Nous sommes au début des années 2010. Une vague de révolte se répand partout au Proche et Moyen-Orient. En Syrie, Bachar al-Assad, fils du précédent président, Hafez al-Assad, dirige le pays d’une main de fer. En 2011, c’en est trop, le peuple se soulève : c’est la « révolution syrienne ». S’ensuit une guerre civile féroce, et la répression sanglante d’Assad et de ses alliés. C’est de ce chaos qu’émergera le Rojava, « l’ouest » en kurde, un territoire autonome situé entre la Syrie, la Turquie et l’Irak.

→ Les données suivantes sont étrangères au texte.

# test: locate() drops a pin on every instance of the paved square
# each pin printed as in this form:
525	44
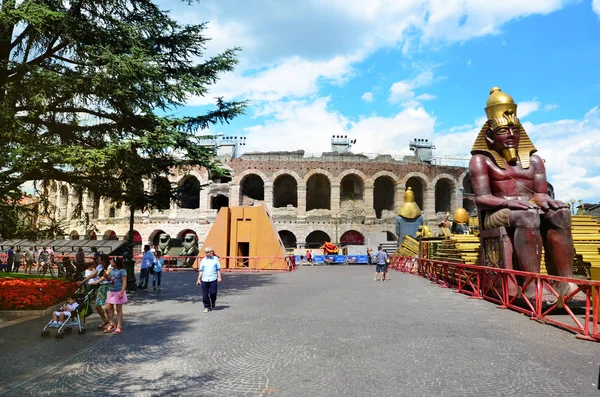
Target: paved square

En 2014, Daesh accule les combattant·es kurdes lors de la bataille de Kobané. Ces dernier·es lancent alors un appel au soutien international adressé tant aux États qu’aux volontaires internationaux. Cet appel pour un renouveau de « l’internationalisme de combat » se formalise l’année suivante et accouche en 2015 d’un premier bataillon internationaliste. Un bataillon
qui rappelle ceux des volontaires internationaux existants lors de la guerre d’Espagne de 1936 qui opposait républicains, communistes et anarchistes au péril fasciste de Franco. À partir de 2017-2018, plusieurs centaines de volontaires internationaux rejoignent les rang des YPG, les unités de protections du peuple.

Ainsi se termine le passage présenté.